‘If you want to know about Andy Warhol, then just look at the surface of my pictures, and there I am,’ the artist said in 1967. More than any of his previous acts of self-representation, Six Self-Portraits (1986) — completed just months before his sudden death — engages with the humanity beneath his carefully crafted façade.
In Six Self-Portraits, Warhol assembles six variations of his iconic 1986 ‘fright wig’ self-portrait, his disembodied face emerging from darkness in a series of intimate 22 x 22-inch canvases. His sculpted, mask-like face, bathed in dramatic contrast, resembles a skull. Placing himself alongside the great masters of the genre, from Dürer and Rembrandt to Picasso and Bacon, Warhol charges his self-image with a poignant sense of his own mortality.
Keenly aware of the ‘self’ in the world and in art as an artificial construct, Warhol frequently represented himself in his art in ways both revelatory and evasive.

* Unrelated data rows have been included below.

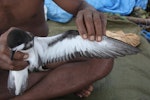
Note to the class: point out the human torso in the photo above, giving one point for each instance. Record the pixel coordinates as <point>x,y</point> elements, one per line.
<point>24,14</point>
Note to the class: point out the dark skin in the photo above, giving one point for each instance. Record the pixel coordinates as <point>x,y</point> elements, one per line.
<point>66,77</point>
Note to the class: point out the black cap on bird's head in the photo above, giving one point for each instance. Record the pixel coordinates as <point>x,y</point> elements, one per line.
<point>18,39</point>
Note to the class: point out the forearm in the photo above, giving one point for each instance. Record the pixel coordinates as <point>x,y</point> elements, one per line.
<point>68,78</point>
<point>72,6</point>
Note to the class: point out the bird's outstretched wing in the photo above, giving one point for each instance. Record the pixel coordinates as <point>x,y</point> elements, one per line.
<point>70,45</point>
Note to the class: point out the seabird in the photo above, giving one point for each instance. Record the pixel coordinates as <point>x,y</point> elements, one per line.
<point>62,47</point>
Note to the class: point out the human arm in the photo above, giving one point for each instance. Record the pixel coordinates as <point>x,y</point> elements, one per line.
<point>91,23</point>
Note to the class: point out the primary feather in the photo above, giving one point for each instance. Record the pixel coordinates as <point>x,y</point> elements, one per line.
<point>58,48</point>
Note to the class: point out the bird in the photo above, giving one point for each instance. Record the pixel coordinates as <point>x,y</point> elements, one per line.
<point>65,46</point>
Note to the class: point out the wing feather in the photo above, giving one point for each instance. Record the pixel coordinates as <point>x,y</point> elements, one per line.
<point>70,48</point>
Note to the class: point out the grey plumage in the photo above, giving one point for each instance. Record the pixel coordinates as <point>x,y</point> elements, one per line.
<point>62,47</point>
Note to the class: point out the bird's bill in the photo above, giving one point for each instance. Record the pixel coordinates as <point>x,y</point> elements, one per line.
<point>12,54</point>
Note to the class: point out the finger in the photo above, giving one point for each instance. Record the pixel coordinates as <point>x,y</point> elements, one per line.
<point>88,19</point>
<point>80,25</point>
<point>20,56</point>
<point>104,22</point>
<point>98,26</point>
<point>19,65</point>
<point>5,59</point>
<point>5,66</point>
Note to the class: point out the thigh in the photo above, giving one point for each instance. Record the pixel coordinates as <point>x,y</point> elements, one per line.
<point>4,93</point>
<point>34,78</point>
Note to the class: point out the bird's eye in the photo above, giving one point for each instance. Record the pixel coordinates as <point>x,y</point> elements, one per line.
<point>28,45</point>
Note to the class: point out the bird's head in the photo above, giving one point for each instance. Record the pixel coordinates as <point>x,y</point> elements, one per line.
<point>18,39</point>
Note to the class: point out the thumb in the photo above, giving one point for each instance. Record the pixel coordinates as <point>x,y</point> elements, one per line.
<point>20,55</point>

In his first self-portraits, from 1963, Warhol is pictured in raincoat and dark glasses — the stereotypical image of disguise. In his 1966-67 self-portraits, facial features dissolve into patterns of layered colour — this is the self-portrait as disappearing act. By the late 1980s, Warhol’s self-image was virtually a complete fabrication.
Andy Warhol (1928-1987), Six Self-Portraits, executed in 1986. Acrylic and silkscreen ink on canvas, in six parts, each: 22 x 22 in (56 x 56 cm). Estimate on request. This lot is offered in Post-War and Contemporary Art Evening Auction on 6 March 2018 at Christie’s in London
Even before Warhol’s near-fatal shooting at the hands of Valerie Solanas in 1968, his artistic practice had been underpinned by an obsessive fascination with sudden death. ‘I paint pictures of myself to remind myself that I’m still around,’ he once claimed. This had previously found expression in his Death and Disaster series, which included images of car crashes, electric chairs and the atomic bomb.
But at the age of 57, it was as if he had a premonition of his own death. Unlike his earlier iterations, the 1986 self-portraits capture a moment of sudden revelation and recognition. Warhol seems to face up to his life’s work in true Old Master fashion, revealing — perhaps for the very first time — his own consciously formed self-image to have become its own kind of mask.
On 6 March, Warhol’s Six Self-Portraits will be a highlight of the Post-War and Contemporary Art Evening Sale at Christie’s in London.